Saturday, November 22, 2014

Arctic Dance


Today, my sons are 6 and 13 years old. My oldest is a guitar-playing gymnast with a smile and a confident attitude that make him popular with the girls. What a contrast he is to the boy I was at his age.

I remember being in middle school in Alaska. My family moved there when the US Air Force sent my dad to Eielson Air Force Base, just a few miles from Fairbanks, in the heart of Alaska's interior. I remember vaguely a middle school dance at our rec center, and I remember showing up only to find that the boy to girl ratio was about 20 to 1. If there were three girls there, I don't remember the second nor the third. All I remember was the redhead from Missouri. She stood taller than her peers by six inches, and she had worn her arctic gear with as much grace as a middle school girl can muster. Golashes shed and parka neatly hung from a coat hook, now her white sneakers gleamed in the black light from the dance floor, as did her teeth when she smiled. I remember speculating with my peers about who would be man enough to walk over to the tiny group of girls and ask for a dance.

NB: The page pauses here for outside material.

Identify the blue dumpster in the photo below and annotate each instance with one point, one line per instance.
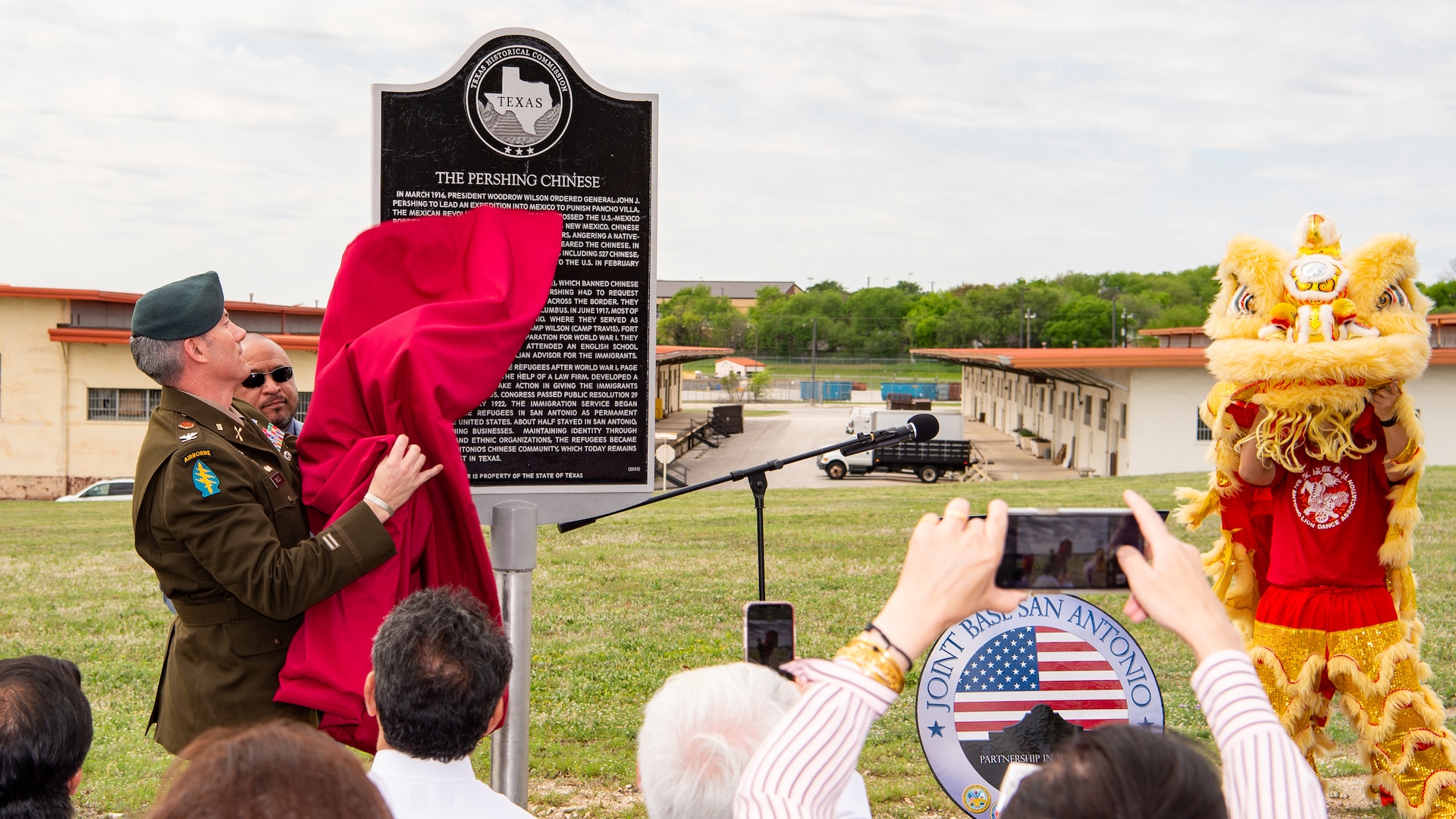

"I bet Barney will be first. He always gets the girls," suggested one spectator in a voice that was both reverent and envious at once, because he knew, as we all did, that Barney, the shortest kid in 7th grade, had some magical appeal to girls who hugged him and giggled whenever he smiled. I remember having no concrete imagery to illustrate what "getting girls" meant for us at the time, though there were tantalizing rumors that some girls used their tongues when they kissed.

"No, I bet Josh will, he's not afraid to look like a fool..." suggested another. Josh was a jock who seemed made for the Alaskan wilderness. He could throw a perfect spiral on the football field, or kill a moose with a single shot. I once walked in on him skinning a moose carcass in his dad's garage after a recent kill. It seemed that everyone on base hunted except for me and my family. Even though I started shaving at the age of 12, I questioned my own masculinity when compared to boys like Josh, whose broad shoulders and sinewy limbs seemed hewn from the spruce trees that spent nine months of the year bearing the weight of Alaska's frozen fury. Adolescence felt like a constant comparison chest hairs and bicep curls and other tests of manhood designed to embarrass the weak and the sensitive among us.

As I listened to the boys, I suddenly and impulsively took a step into the desolate space of the dance floor, ignoring the diamonds of light that flew like fairies around the floor and up the walls from the disco ball that spun radiantly over my head. In slow motion, I saw her friends look at me as I approached, her red hair fell in waves past her shoulder, and her smooth cheek was all I could see of her face as I slowly moved closer, one request poised in my mind, waiting for her to make eye contact so that the words could be released...hopefully without blunder, because if the first request failed, as I was certain it would, I would turn around and walk back, and then keep walking past my peers, down the carpeted hallway to the frost covered doors and back out into the arctic air, never to return.

Her friends froze in stupid shocked grins, waiting for my maneuver, and she turned. I distinctly remember her red hair seeming to fly in a silken arc that would sound like a cheesy shampoo commercial if I dared to describe it today, but then, I could imagine nothing more beautiful. Her eyes assayed my approach, and her lips smiled warmly, her freckles sandy on her pale skin.

“Hi, would you like to dance?” The words, surprisingly clear and strong considering their source, were received and accepted and she nodded, taking my hand and leaving her friends behind. We walked together towards the middle of the floor. Sadly, I can't remember the song that we danced to, nor can I remember all the details of our conversation, but I do remember feeling like a king. We were the only two kids to dance, and we danced three or four times, and for one night, I was envied and respected and even hated for my luck and my daring.

I think about that night sometimes, and wonder why I spent so many of my years shyly, lacking confidence, allowing opportunities to pass me by. Nothing became of that night. The redheaded girl and I talked only once more after that dance before her father was transferred to another base somewhere on the other side of the world. That was life in the military. Friendships often forged quickly, but were mostly short-lived. I spent my youth in transition, missing the idea of a hometown, of having roots, but learning lessons about life that are common to other military brats or children of missionaries.

In contrast, my sons have grown up in Fort Worth, connected to one place. My youngest seems more afflicted with the shyness I suffered than my eldest, who routinely performs in front of strangers, strumming his guitar with grace and poise. One of the blessings of fatherhood is the capacity for remembering...as I watch them mature, they take me back to my youth, and their struggles and victories become woven into my memories and we are connected, threaded through the unwritten narrative of my perception of now and then and what may be.